Of course, the representation of random_table is inefficient, and we should hand-roll a bitmap. However, the loop itself is a problem.

The trick is to notice that we can normalise the table so that the value for random_table[i][0] is always 0: in order to do so, we have to fix the initial value for acc to a random bit. That initial value is the hash value for 0, and the values in random_table[i][1] now encode whether a non-zero bit i in x flips the hash value or leaves it as is.

The table argument for bit_hash is simply the 64 bits in random_table[i][1], and bit is the hash value for 0. If bit i in table is 0, bit i is irrelevant to the hash. If bit i in table is 1, the hash flips when bit i in x is 1. Finally, the parity counts how many times the hash was flipped.

Is it even useful?

I don’t think so. Whenever we need a hash bit, we also want a hash bucket; we might as well steal one bit from the latter wider hash. Worse, we usually want a few such bucket/bit pairs, so we could also compute a wider hash and carve out individual bits.
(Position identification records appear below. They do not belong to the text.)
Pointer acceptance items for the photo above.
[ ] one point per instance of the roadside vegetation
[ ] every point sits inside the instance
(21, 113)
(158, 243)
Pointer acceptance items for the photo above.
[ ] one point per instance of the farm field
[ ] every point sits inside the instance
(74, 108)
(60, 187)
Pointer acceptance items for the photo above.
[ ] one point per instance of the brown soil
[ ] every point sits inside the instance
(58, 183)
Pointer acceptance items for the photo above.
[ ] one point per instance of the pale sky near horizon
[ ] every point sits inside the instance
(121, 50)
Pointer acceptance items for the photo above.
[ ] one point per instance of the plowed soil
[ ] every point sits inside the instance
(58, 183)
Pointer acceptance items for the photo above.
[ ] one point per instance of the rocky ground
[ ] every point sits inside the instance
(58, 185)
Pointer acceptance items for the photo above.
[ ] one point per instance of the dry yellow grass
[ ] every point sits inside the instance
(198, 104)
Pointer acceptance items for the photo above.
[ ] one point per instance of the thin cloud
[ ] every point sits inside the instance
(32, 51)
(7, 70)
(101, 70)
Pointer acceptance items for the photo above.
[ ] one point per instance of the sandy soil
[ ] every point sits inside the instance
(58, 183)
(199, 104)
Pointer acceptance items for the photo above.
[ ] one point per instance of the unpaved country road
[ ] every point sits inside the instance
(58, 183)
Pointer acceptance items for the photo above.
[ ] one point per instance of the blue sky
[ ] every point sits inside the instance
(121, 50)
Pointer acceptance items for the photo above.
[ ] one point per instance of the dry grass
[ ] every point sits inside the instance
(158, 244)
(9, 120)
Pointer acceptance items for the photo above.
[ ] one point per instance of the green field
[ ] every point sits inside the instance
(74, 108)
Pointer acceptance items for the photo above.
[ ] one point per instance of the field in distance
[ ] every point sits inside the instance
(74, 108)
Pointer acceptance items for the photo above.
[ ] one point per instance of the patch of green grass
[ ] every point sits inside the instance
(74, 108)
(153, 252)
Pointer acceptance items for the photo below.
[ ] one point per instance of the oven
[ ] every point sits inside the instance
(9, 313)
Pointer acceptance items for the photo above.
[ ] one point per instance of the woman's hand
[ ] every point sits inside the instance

I only thought about this trick because I’ve been reading a few empirical evaluation of sketching techniques, and a few authors find it normal that computing a hash bit doubles the CPU time spent on hashing. It seems to me the right way to do this is to map columns/features to not-too-small integers (e.g., universal hashing to [0, n^2) if we have n features), and apply strong hashing to these integers. Hashing machine integers is fast, and we can always split strong hashes in multiple values.

In the end, this family of one-bit hash functions seems like a good solution to a problem no one should ever have. But it’s still a cute trick!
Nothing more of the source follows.